# On the Acceleration of Viola-Jones Face Detection Algorithm on FPGAs

Curtis Bader, Peter Irgens, Theresa Le, Devansh Saxena, Cristinel Ababei
Department of Electrical and Computer Engineering
Marquette University, Milwaukee WI, USA
Email: {curtis.bader,peter.irgens,theresa.le,devansh.saxena,cristinel.ababei}@marquette.edu

Abstract—We present an FPGA based hardware accellerator for the popular Viola-Jones face detection algorithm. We start by first presenting a detailed discussion of the algorithm. The scope of this discussion is to understand the internal structure of the algorithm and thus identify its primary computational bottlenecks. These computational bottlenecks represent the main candidate portions for speed-up via efficient implementation and parallelization on FPGAs. Selected portions of the algorithm are then coded in VHDL. The VHDL implementation is verified on a DE2-115 board, which uses a Cyclone IV FPGA chip. Experimental results are compared against simulations performed using in-house both pure C++ as well as CUDA programmed implementations of the Viola-Jones algorithm. The FPGA accelerated version is  $4\times$  faster.

Index Terms—face detection; Viola-Jones algorithm; CUDA programming; FPGA accellerator

#### I. Introduction

Field programmable gate arrays (FPGAs) have been gaining a lot in popularity because the gap between their performance and power consumption, compared to specialized ASICs, has been closing in recent years. FPGAs are currently used in virtually any application domain.

# II. RELATED WORK

Here, we describe previous attempts to speed-up the Viola-Jones algorithm via various hardware accelerators. The attempts to speed up the Viola-Jones algorithm can be categorized as follows: multithreading, GPU-based, and with an FPGA. By far, the most popular attempt was GPU-based. Hefenbrock et al. [5] were able to realize a 15.2 FPS (frames per second) CUDA-based implementation of running the Viola-Jones algorithm on multiple windows of the image simultaneously. Wang et. al [6] used OpenCL in parallel with the Viola-Jones algorithm and minimized the time cost on both AMD and NVidia GPU platforms. Li et. al [7] achieved a 3.07x speedup with more than a 50% power reduction on the Sandy Bridge processor, a processor that integrates GPU cores along with the CPU cores on the same die.

# III. BACKGROUND ON VIOLA-JONES FACE DETECTION ALGORITHM

In this section, we present a high level description of the Viola-Jones face detection algorithm.

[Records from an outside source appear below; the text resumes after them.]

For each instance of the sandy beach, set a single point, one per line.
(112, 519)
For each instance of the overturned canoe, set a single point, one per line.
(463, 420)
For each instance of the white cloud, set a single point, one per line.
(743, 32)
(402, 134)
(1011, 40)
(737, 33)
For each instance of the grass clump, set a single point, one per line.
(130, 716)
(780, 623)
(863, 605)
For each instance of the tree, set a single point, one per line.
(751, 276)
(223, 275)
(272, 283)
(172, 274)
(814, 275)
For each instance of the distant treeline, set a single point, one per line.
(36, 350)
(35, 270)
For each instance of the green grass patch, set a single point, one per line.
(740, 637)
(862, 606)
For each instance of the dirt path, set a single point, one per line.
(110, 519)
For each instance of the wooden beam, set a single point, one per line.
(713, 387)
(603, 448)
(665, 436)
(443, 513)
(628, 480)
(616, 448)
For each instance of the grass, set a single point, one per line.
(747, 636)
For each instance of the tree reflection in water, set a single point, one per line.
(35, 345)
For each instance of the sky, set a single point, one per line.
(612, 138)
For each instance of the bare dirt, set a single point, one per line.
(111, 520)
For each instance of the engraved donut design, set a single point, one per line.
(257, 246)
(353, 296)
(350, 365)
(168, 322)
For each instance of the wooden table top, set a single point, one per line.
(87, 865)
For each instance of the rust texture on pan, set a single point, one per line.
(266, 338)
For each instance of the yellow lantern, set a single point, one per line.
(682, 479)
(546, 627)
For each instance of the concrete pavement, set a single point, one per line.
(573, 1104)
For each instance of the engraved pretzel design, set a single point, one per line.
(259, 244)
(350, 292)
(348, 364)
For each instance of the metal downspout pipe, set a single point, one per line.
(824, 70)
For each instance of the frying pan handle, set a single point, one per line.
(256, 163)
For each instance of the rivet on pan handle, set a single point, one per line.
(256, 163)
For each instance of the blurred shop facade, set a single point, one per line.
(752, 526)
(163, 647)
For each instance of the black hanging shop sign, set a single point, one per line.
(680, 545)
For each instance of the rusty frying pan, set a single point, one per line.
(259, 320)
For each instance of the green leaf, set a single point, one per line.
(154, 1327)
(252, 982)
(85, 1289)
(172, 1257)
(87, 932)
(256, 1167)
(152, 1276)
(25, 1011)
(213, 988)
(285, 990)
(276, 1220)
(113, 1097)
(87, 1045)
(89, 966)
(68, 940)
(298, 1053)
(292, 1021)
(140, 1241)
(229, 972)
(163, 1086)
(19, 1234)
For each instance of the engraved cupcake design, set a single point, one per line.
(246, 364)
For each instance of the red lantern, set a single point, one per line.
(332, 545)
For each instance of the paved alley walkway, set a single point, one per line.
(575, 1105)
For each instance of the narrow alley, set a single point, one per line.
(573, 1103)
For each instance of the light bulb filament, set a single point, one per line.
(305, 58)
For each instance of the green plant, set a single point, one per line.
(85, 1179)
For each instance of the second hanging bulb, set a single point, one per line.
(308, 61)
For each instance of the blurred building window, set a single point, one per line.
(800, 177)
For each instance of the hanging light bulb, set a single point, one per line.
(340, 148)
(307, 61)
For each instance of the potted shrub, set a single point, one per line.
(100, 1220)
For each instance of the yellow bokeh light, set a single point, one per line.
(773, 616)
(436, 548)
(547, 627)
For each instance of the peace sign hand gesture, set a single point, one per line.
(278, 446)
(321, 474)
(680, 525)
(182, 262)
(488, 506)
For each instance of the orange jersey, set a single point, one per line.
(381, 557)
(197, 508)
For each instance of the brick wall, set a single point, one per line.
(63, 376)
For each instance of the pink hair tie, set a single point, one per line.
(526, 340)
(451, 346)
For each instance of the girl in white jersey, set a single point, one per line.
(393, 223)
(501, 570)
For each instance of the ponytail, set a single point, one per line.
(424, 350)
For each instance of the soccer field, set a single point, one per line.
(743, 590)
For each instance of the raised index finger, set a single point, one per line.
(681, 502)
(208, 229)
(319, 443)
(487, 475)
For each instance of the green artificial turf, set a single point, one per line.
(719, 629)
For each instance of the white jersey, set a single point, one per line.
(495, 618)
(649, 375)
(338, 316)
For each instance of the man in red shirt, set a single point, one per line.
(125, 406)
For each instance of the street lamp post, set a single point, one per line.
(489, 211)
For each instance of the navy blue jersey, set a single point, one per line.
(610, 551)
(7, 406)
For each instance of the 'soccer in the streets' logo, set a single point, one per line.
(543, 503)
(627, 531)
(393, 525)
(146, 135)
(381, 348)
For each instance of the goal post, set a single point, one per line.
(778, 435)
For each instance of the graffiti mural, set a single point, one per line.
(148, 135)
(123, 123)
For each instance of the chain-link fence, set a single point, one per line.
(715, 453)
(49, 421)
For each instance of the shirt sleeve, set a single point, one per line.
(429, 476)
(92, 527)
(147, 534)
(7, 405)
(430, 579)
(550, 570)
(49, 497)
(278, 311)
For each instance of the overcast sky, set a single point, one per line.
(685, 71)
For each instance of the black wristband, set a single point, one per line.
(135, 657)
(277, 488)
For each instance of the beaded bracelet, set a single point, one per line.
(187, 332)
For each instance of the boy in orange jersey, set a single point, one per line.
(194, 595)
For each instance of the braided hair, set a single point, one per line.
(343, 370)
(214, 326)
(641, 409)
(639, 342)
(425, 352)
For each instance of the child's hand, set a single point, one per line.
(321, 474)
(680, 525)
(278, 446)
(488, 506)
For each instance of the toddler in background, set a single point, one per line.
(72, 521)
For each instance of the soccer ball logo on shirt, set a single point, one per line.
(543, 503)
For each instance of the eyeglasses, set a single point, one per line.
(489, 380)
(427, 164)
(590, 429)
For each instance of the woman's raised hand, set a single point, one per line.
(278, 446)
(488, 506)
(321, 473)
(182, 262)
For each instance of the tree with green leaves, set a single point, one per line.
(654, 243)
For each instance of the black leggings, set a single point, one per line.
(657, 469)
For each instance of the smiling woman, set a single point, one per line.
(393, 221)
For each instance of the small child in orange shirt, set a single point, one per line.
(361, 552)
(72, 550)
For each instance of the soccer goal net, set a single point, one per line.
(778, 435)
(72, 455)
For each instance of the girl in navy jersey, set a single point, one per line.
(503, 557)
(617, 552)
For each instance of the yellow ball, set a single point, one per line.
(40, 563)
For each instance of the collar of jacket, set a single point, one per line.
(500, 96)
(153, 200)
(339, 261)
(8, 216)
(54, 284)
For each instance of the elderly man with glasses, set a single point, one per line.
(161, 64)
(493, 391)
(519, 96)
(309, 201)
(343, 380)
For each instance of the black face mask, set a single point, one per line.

Such a description is necessary as it will help us better understand how to port some of its key tasks into FPGA based accellerators later on.

The pseudocode description of the Viola-Jones algorithm is presented in Fig.1. In the following paragraphs we discuss several key ingredients that made this algorithm the first successful realtime face detection algorithm.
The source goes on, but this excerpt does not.